When the Six-Day War ended and Israelis began streaming to the West Bank, members of the Molchadsky-Wolfson family from Jerusalem decided to visit Hebron. Thirty eight years earlier, the family had fled from that city following the massacre of Hebron's Jewish residents.
Yonah Molchadsky had given up hope of finding the little apartment in which her family had lived in Hebron. But her daughter, Geula Wolfson, and the other family members and friends who went along on the 1967 visit, were not prepared to give up. Finally the apartment was located; it had been turned into a workshop for girls.

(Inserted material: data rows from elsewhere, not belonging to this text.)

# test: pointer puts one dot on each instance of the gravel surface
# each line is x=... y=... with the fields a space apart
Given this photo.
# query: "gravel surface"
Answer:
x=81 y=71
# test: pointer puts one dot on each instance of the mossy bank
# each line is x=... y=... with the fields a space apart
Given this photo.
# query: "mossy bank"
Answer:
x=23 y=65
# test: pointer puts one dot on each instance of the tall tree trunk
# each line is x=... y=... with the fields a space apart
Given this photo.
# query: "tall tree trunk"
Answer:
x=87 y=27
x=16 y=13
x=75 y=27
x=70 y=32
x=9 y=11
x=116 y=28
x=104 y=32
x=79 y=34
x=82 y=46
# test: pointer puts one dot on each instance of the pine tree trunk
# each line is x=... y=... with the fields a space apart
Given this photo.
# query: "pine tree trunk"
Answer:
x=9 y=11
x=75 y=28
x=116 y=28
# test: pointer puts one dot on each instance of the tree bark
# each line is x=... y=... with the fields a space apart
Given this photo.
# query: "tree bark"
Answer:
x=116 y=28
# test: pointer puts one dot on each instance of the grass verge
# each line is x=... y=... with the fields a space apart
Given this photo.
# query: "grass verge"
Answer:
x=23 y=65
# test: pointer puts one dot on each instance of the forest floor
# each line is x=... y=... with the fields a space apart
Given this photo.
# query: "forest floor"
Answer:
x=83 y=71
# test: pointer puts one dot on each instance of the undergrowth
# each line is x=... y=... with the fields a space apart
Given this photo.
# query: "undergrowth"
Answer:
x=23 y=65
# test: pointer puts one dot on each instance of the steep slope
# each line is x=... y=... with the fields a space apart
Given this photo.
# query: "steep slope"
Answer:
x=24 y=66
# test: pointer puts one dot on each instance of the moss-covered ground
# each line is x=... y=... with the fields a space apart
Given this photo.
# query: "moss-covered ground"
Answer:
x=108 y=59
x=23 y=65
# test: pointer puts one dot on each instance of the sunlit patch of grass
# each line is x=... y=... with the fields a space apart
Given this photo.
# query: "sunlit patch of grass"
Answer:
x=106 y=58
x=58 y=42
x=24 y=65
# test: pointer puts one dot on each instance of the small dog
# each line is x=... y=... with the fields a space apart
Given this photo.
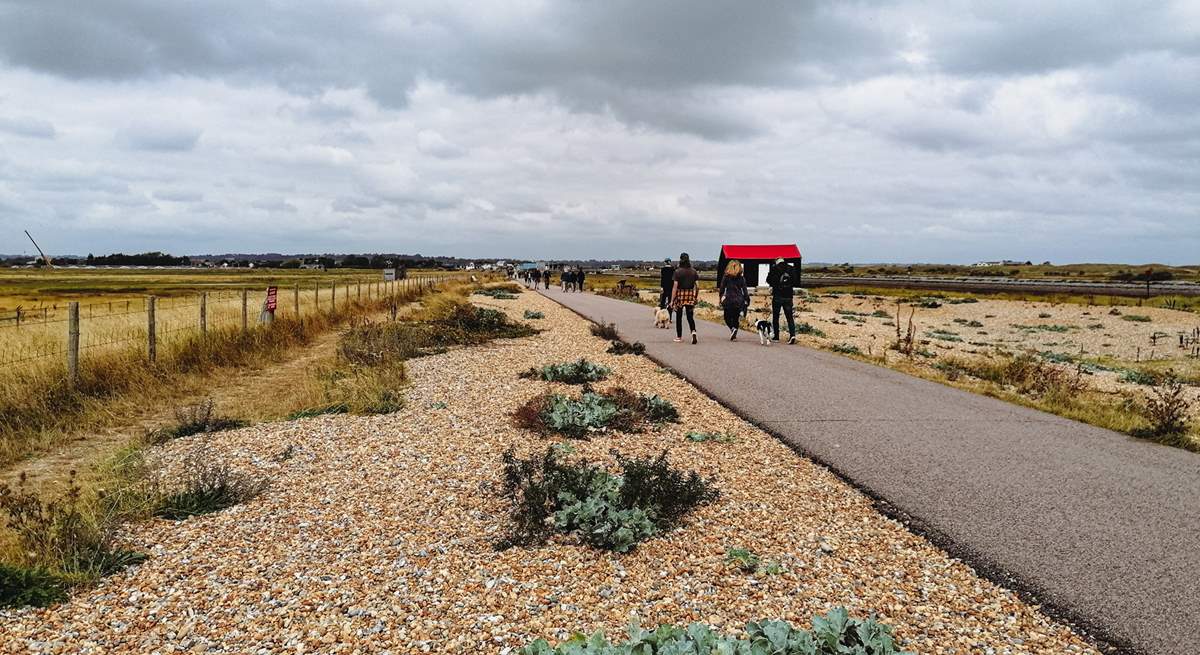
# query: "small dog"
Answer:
x=763 y=328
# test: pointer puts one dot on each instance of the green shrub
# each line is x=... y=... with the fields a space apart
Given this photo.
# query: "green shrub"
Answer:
x=1139 y=377
x=623 y=348
x=574 y=372
x=207 y=487
x=577 y=418
x=604 y=510
x=807 y=329
x=701 y=437
x=309 y=413
x=834 y=634
x=21 y=586
x=749 y=563
x=659 y=410
x=606 y=331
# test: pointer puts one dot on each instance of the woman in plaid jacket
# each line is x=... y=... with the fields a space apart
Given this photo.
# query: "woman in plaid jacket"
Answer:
x=683 y=296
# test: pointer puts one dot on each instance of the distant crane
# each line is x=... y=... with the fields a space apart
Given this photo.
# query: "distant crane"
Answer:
x=45 y=259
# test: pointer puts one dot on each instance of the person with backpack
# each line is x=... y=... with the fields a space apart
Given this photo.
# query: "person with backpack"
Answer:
x=735 y=296
x=781 y=280
x=666 y=281
x=684 y=293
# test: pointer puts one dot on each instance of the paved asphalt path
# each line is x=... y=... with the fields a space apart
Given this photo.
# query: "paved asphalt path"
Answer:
x=1101 y=527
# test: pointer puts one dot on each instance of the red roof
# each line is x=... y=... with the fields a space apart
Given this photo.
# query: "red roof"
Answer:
x=787 y=251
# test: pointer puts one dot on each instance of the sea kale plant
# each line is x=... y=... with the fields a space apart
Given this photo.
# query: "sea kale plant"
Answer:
x=573 y=372
x=834 y=634
x=604 y=510
x=593 y=412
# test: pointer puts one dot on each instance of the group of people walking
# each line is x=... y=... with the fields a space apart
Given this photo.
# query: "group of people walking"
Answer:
x=681 y=293
x=573 y=280
x=537 y=278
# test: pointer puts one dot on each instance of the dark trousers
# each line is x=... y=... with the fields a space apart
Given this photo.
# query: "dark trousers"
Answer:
x=732 y=317
x=691 y=319
x=784 y=304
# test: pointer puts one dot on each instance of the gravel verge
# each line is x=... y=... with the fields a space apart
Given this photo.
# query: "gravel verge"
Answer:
x=376 y=536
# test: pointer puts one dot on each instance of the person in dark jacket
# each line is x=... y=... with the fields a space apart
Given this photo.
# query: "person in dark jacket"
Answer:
x=781 y=280
x=666 y=281
x=735 y=296
x=684 y=294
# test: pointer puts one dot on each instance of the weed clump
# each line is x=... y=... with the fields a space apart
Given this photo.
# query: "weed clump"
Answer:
x=625 y=348
x=574 y=372
x=1169 y=413
x=63 y=538
x=205 y=487
x=833 y=634
x=606 y=331
x=196 y=419
x=604 y=510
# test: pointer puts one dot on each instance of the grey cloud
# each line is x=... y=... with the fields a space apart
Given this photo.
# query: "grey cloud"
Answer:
x=25 y=126
x=160 y=138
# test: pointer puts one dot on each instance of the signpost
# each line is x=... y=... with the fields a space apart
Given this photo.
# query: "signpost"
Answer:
x=269 y=305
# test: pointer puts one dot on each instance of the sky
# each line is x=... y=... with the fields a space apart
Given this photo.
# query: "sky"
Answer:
x=864 y=131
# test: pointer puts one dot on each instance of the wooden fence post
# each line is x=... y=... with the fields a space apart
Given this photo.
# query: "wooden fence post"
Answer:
x=151 y=334
x=73 y=344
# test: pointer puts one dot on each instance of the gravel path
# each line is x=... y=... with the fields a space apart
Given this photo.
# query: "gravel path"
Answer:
x=376 y=538
x=1097 y=523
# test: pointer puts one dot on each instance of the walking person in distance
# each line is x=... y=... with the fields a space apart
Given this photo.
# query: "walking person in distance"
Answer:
x=735 y=296
x=781 y=280
x=684 y=293
x=666 y=281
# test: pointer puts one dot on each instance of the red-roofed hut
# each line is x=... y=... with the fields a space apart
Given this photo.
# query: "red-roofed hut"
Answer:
x=757 y=260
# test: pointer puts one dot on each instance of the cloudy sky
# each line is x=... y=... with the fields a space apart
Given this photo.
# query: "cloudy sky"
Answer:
x=609 y=128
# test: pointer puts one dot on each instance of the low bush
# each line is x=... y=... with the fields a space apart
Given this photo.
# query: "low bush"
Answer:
x=701 y=437
x=807 y=329
x=65 y=535
x=834 y=634
x=309 y=413
x=30 y=586
x=606 y=330
x=573 y=372
x=604 y=510
x=577 y=418
x=196 y=419
x=1168 y=410
x=624 y=348
x=749 y=563
x=205 y=487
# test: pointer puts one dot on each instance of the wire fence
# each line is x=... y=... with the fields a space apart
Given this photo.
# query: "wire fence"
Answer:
x=58 y=334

Yonah Molchadsky, however, did not say a word about the horrors of the massacre that had led them to leave. The family put no pressure on her. When they returned to Jerusalem that evening, Yonah went to the kitchen and prepared food, and when they sat down to eat, her friend, Sarah Novoplansky said: "Now you must talk. Tell us exactly what happened that day."
So after 38 years, the silence was broken and Yonah spoke, "from beginning to end, without a tear or a tremble in her voice," recounts Novoplansky, who wrote everything down.
It was the story of a family who had survived the terrible day on which 67 members of Hebron's Jewish community were massacred. The story of their survival is connected with the birth of Geula, Yonah's second daughter. Last weekend, Geula Wolfson celebrated her 80th birthday, and at the birthday party she told the story "so that the grandchildren will know."